In a further embodiment, the present invention relates to a computer program product for discovery of multi-modal biomarkers for complex diseases comprising: program instructions on one or more computer readable storage media for ingesting a network of multi-modal biomarkers relating to a complex disease and producing a graphical representation of the network as nodes representing the multi-modal biomarkers and edges representing interactions between the multi-modal biomarkers; and program instructions on one or more computer readable storage media for building an interactive dashboard comprising a user interface for queries relating to one or more phenotypes associated with the complex disease and a display for visualizing answers to the queries as subgraphs of the graphical representation of the network, wherein multi-modal biomarkers of the network that are associated with the one or more queried phenotypes are displayed as highlighted nodes on the subgraphs and interactions of the multi-modal biomarkers that are associated with the one or more queried phenotypes are highlighted as edges on the subgraphs.
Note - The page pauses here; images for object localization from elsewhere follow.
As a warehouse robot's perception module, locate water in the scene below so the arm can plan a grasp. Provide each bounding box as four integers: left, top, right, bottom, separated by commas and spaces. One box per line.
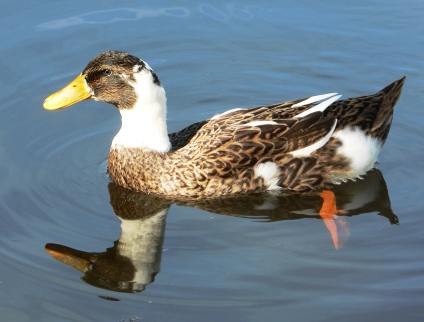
0, 0, 424, 321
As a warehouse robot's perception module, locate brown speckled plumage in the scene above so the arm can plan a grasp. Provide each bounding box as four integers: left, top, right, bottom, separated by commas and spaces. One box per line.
44, 52, 405, 198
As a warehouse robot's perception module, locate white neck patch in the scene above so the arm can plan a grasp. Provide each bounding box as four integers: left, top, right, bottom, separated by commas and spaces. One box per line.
112, 69, 171, 153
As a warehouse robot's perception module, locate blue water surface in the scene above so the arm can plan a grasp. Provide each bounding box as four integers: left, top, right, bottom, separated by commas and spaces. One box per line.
0, 0, 424, 322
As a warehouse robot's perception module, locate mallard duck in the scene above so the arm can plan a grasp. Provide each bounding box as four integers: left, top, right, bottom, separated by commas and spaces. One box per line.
44, 51, 405, 198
Additional aspects and/or embodiments of the invention will be provided, without limitation, in the detailed description of the invention that is set forth below.

BRIEF DESCRIPTION OF THE DRAWINGS

The patent or application file contains at least one drawing executed in color. Copies of this patent or patent application publication with color drawing(s) will be provided by the Office upon request and payment of the necessary fee.

FIG. 1 shows a network of Parkinson's Disease (PD) phenotypes generated from the cumulant-based network analysis (CuNA) tool described herein.

FIG. 2 shows a network for breast cancer phenotypes generated with the CuNA tool.

FIG. 3 shows a network for COVID-19 symptoms generated with the CuNA tool.

FIGS. 4A-4G shows application of the CuNA visualizer (CuNAviz) to identify multi-modal biomarkers for right-side and left-side PD phenotypes

FIG. 5 shows application of the CuNAviz system to identify multi-modal biomarkers for autonomic and mouth muscle PD motor phenotypes.

FIG. 6 shows application of the CuNAviz system to identify genes associated with PD motor phenotypes.

FIG. 7 is a schematic diagram of a computer environment that may be used to implement the CuNA, CuNAviz system, and CuNAviz subgraphs described herein.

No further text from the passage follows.